More and more Americans are making online and mobile purchases and according to a new Experian study along with this trend there is also an upswing in e-commerce fraud – specifically shipping and billing fraud.
This data comes on the heels of the one-year anniversary of EMV chip technology being rolled out across the U.S. This new tech is designed to thwart in-store fraud by making counterfeiting credit and debit cards harder, but even with the focus on new in-store tech e-commerce fraud attack rates are up 15% from last year.
Bringing home the point that the spike in e-commerce fraud is connected to crimes committed when the actual card is not on site – meaning online and mobile transactions – and this kind of fraud is most often linked to credit card theft, personal data being stolen and identity fraud.
Suggesting that cyber thieves are looking for new opportunities to when confronted with the EMV roll out. “Fraudsters continue to exploit new vulnerabilities, and perpetrate card-not-present fraud against businesses using stolen consumer identity and payment data,” said Adam Fingersh, Experian general manager and senior vice president of Fraud and Identity Solutions. “This reinforces the need for aggressive fraud prevention strategies and adoption of open technology platforms to prepare for the latest emerging cyber security threats. Fraudsters have what they need to quickly capitalize on compromised data, so businesses need to be prepared.”
Miami, Houston, and Eudora we have a problem
In the study Experian looked into shipping and billing fraud, with the billing address typically belonging to the victim of the fraud and the shipping address being a drop off point for the falsely purchases merchandise.
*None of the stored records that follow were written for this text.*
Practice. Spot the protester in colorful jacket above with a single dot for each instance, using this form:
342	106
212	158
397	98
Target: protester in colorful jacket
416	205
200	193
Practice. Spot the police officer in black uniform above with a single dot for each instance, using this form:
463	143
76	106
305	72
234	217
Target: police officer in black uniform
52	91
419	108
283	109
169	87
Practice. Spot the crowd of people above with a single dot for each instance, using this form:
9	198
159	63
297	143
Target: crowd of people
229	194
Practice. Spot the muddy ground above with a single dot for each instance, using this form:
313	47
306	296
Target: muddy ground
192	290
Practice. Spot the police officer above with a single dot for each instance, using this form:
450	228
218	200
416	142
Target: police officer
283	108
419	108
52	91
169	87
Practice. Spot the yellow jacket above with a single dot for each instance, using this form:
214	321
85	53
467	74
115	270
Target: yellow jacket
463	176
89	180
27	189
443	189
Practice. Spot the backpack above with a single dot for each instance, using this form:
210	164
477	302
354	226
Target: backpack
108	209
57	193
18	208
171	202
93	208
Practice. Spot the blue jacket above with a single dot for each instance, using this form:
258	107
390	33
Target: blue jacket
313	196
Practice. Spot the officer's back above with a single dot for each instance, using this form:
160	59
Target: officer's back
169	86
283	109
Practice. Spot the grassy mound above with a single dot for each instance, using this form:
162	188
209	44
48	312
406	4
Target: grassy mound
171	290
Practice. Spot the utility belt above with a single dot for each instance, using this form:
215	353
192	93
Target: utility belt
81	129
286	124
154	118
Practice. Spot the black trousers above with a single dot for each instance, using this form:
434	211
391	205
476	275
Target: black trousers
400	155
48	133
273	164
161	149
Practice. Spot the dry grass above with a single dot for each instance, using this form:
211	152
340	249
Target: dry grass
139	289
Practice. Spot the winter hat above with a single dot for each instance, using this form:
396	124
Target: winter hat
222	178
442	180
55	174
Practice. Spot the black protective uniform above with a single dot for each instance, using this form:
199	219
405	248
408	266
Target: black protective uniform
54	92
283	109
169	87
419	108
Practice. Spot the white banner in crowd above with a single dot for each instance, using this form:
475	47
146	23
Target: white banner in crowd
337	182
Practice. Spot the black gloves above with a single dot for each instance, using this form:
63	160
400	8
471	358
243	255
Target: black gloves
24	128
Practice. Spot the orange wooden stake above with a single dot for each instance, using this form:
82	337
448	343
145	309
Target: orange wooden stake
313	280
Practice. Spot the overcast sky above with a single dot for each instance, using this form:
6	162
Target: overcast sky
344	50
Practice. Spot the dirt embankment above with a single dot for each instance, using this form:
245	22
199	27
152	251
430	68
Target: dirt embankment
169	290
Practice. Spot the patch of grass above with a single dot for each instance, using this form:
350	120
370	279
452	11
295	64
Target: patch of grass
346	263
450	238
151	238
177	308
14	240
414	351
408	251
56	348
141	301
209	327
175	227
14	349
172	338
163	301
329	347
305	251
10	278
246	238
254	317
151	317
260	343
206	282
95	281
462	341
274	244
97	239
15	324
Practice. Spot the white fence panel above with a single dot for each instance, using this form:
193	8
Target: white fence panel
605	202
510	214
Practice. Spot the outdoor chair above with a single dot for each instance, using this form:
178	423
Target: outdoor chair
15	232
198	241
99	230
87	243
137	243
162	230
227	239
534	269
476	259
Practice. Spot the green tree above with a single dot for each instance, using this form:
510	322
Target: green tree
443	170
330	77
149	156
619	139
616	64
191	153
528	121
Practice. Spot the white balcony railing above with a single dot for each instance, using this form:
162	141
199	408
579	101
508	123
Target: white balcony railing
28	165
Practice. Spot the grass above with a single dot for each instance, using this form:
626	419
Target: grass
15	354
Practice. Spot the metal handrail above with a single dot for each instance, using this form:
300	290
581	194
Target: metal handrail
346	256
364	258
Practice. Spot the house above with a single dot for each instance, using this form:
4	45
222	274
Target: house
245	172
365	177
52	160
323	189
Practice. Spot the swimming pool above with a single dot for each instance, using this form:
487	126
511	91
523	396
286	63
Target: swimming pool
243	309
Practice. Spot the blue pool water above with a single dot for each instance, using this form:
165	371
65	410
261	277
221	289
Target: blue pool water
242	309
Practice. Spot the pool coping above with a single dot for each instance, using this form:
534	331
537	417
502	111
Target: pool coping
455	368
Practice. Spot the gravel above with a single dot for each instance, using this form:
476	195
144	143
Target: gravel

They did a zip code by zip code analysis and determined the riskiest zip codes, finding that certain ones lead the way in terms of fraud with Miami taking the top spot for both billing and shipping fraud, while Houston took the top spot for billing fraud, and Eudora, Kansas, has the most shipping fraud.
Upswing in e-commerce sales too
Experian indicates that the upswing in e-commerce fraud goes hand-in-hand with a 16% increase in e-commerce sales within the U.S. based on data from the U.S. Department of Commerce. This represents the biggest year-over-year increase since the third quarter of 2014. Given this data the increase in the accompanying fraud is not all that surprising.
For this study Experian looked at millions of e-commerce transactions made during the half of 2016. While doing so they identified the newest fraud attack rates when it came to shipping and billing within the United States.